Ø  HF bila tercampur air dan O2 juga sangat korosif
Ø  SO2 di atas kelembaban relatif (±70%), akan membentuk SO3  dan H2SO4 sangat koroasif pada logam.
Ø  NH3 dalam lembab sangat merusak pada paduan tembaga, macam macam yang biasa adalah lingkungan Industri  Cl2, Br2, dan J2 ternyata dalam udara lembab akan sangat korosif.
Pengendalian korosi dilingkungan Industri.
1)      Dipilih/ Dicari bahan logam untuk kontruksi yang paling ekonomis tapi teknis   masih dapat dipertanggungjawabkAN.
2)      Dapat pula memilih bahan non logam seperti plastik keramik beton dan sebagainya. Dengan tidak boleh melupakan kondisi kerjA.
3)      Memberi logam lindung yang tepat atau lapis lindung lainya.

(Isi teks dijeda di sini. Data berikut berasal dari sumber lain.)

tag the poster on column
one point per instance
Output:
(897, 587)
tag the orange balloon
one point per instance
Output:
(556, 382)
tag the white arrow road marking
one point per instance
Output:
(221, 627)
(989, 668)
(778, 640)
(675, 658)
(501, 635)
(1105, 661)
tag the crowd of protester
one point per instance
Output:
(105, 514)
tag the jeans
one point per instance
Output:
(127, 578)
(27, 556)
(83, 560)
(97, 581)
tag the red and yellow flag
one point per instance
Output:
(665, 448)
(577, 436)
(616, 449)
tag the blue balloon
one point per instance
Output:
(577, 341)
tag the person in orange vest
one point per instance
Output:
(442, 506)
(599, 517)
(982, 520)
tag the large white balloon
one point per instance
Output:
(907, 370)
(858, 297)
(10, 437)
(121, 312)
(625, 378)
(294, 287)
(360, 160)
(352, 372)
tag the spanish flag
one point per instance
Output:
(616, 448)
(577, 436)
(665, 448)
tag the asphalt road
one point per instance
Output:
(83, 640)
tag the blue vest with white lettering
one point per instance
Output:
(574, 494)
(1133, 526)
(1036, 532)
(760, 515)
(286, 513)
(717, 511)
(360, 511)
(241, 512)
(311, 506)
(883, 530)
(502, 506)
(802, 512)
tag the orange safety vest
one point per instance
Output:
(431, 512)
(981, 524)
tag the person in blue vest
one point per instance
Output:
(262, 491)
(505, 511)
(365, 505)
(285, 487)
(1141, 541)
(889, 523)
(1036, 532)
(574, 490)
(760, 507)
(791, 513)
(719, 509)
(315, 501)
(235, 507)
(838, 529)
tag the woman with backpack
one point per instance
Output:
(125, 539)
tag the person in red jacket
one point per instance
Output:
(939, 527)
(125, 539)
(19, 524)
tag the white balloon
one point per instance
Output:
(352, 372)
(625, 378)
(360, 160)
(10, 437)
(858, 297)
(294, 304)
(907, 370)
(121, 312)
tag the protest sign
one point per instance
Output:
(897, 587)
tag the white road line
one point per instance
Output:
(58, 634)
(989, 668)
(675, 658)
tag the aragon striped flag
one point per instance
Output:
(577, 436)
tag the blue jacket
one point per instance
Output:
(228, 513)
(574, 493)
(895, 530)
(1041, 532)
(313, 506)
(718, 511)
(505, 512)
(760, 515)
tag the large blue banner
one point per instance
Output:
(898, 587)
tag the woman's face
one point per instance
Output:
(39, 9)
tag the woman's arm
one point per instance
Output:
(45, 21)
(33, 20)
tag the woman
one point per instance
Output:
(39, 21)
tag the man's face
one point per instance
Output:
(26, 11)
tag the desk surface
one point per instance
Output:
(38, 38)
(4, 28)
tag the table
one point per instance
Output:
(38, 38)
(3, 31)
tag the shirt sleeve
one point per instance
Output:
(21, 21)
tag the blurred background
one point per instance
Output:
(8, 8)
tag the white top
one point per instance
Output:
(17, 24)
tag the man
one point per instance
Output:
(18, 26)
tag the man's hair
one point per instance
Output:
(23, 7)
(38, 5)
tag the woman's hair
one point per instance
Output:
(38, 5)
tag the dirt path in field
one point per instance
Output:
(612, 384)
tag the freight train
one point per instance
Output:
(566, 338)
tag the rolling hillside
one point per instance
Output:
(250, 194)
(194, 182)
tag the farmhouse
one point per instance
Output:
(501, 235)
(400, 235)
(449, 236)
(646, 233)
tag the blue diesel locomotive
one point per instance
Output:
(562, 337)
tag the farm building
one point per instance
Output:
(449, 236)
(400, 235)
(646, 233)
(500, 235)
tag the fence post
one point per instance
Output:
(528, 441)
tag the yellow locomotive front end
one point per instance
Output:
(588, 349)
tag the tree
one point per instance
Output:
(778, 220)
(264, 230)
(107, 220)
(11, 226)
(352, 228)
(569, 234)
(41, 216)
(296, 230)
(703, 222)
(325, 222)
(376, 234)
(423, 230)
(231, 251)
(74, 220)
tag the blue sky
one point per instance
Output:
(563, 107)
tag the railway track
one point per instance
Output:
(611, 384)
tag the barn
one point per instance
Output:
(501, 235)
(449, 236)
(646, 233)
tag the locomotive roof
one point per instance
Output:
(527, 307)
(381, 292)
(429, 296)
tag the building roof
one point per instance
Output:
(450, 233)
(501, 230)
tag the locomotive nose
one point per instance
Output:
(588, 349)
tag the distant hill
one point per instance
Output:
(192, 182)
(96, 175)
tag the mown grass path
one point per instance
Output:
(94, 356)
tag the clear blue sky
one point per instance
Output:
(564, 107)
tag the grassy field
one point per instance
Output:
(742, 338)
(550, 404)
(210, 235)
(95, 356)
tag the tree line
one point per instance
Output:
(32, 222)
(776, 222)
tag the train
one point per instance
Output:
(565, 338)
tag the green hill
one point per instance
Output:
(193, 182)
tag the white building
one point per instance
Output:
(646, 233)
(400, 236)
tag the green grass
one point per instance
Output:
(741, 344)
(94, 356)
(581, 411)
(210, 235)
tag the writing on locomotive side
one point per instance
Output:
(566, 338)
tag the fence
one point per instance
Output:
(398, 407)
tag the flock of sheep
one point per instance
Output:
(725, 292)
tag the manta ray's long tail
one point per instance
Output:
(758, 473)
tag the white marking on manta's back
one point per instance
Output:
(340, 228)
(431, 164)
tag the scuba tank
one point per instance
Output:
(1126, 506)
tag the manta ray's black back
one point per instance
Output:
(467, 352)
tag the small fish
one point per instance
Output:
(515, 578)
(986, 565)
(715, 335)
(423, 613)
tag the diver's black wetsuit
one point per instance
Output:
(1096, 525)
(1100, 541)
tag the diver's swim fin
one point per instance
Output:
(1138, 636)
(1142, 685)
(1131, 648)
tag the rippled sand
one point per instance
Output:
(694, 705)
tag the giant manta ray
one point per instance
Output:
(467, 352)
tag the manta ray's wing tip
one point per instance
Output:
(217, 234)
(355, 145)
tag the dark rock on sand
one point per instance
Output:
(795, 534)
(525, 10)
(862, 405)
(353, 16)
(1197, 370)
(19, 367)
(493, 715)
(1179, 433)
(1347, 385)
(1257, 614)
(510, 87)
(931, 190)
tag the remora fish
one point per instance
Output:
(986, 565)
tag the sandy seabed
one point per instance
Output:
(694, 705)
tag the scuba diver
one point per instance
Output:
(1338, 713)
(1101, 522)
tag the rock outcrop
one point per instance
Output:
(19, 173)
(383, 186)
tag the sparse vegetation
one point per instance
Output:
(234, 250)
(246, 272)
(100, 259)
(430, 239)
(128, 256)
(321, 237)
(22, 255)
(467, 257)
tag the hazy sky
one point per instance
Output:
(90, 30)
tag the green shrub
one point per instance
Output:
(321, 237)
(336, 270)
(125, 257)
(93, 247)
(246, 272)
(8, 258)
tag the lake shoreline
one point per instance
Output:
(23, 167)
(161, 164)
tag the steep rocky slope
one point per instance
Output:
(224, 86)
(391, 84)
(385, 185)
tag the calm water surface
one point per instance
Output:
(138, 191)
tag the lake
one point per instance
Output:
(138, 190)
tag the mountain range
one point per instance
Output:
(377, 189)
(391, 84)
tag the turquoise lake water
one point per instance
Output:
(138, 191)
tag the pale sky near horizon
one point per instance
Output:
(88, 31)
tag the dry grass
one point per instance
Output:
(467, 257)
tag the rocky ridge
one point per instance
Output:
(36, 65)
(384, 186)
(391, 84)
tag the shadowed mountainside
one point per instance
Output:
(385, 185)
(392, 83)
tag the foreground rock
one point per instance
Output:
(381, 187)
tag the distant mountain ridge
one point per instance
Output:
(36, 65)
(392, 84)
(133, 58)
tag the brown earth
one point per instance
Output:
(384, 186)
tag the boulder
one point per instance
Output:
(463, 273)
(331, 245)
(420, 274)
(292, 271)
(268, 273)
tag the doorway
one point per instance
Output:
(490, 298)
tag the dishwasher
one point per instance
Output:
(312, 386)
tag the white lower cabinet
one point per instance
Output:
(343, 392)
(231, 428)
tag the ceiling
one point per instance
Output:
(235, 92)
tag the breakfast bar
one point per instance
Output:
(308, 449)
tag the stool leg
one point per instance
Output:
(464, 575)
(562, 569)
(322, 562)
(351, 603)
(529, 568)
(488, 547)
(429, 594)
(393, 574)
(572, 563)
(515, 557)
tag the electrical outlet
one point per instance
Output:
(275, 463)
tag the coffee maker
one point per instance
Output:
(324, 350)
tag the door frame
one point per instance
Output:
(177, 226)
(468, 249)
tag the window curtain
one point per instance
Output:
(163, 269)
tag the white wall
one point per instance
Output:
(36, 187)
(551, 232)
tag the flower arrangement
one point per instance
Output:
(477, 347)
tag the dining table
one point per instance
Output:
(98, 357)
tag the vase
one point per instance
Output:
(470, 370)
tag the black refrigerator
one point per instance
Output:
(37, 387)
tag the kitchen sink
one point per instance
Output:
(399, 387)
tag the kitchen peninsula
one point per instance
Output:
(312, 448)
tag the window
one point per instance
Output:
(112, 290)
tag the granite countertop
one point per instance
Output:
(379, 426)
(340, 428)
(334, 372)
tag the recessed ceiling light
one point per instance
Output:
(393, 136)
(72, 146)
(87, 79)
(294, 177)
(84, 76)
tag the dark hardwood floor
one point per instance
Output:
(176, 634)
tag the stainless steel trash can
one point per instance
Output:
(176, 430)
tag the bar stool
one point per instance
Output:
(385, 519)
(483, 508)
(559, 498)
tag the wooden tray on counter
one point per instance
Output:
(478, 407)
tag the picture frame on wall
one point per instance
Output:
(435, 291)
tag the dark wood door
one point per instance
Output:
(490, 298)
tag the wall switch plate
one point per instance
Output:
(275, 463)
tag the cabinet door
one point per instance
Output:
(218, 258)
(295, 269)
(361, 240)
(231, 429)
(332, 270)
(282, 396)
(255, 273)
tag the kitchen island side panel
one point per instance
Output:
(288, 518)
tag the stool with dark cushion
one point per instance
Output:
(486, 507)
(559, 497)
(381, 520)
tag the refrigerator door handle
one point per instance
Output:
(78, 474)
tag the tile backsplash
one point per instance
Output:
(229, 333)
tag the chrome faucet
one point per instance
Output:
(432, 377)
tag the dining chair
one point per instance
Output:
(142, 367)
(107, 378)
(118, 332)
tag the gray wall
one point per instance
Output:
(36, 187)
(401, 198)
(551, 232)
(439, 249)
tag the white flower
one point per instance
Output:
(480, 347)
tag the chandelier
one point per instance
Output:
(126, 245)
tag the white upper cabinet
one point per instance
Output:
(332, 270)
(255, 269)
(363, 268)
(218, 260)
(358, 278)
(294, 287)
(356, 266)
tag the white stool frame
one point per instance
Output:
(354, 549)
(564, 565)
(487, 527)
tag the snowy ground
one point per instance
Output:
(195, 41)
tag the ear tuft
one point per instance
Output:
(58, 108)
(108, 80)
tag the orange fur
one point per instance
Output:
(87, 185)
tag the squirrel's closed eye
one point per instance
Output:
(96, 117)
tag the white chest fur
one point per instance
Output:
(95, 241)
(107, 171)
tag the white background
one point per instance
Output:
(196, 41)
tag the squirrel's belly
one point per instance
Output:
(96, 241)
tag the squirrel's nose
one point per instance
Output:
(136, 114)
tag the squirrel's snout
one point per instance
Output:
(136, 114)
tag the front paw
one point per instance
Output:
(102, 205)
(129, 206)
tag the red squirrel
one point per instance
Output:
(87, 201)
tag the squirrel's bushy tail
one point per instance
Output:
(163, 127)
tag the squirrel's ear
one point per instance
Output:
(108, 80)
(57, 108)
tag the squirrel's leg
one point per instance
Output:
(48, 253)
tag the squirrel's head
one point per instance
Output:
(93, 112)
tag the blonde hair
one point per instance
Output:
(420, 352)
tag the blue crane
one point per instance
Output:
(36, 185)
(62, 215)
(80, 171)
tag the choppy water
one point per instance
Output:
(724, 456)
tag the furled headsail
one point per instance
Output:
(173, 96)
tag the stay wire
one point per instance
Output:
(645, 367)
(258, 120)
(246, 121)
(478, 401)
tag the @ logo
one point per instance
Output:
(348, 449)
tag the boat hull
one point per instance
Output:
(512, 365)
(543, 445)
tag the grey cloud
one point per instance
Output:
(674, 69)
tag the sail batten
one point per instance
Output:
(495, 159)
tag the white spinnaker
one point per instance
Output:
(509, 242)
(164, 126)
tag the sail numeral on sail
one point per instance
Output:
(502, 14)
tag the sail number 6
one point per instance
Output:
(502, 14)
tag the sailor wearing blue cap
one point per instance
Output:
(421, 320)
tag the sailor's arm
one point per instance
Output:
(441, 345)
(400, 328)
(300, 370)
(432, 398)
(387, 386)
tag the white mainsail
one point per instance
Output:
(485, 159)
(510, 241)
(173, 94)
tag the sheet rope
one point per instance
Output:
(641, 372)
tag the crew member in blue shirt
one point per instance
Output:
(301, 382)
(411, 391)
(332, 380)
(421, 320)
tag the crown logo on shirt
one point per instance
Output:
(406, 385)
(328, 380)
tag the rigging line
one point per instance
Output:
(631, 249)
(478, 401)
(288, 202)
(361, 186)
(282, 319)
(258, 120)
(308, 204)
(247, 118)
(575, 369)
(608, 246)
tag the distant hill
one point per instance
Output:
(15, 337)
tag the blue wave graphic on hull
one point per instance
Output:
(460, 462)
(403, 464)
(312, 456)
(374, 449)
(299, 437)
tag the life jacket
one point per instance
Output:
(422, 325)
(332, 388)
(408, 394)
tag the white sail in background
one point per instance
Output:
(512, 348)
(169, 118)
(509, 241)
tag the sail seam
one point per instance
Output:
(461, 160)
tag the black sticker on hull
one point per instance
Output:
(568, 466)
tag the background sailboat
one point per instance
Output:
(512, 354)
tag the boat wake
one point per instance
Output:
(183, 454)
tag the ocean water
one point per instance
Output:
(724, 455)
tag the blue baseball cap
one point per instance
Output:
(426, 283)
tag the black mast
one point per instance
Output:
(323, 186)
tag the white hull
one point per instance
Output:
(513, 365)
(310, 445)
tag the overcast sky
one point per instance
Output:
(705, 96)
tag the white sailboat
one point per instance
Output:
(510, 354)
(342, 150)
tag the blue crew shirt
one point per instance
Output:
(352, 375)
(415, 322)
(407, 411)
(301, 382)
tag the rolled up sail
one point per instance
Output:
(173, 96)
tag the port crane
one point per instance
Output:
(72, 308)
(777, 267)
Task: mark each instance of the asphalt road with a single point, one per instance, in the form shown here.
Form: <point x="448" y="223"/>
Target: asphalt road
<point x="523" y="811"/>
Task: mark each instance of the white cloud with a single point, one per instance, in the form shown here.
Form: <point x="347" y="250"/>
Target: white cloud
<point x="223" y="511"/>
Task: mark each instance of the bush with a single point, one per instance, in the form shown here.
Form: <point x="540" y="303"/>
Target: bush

Didalam air terdapat beberapa unsur seperti oksigen terlarut,sodium klorida,kalsium sulfat,kalsium karbonat,dan unsur kimia lainnya.sebagian unsur-unsur yang terdapat didalam air merupakan ion – ion agresif, sehingga kemungkinan besar akan terjadi suatu reaksi. Jika reaksi ini terjadi pada logam, maka reaksi dinamakan korosi.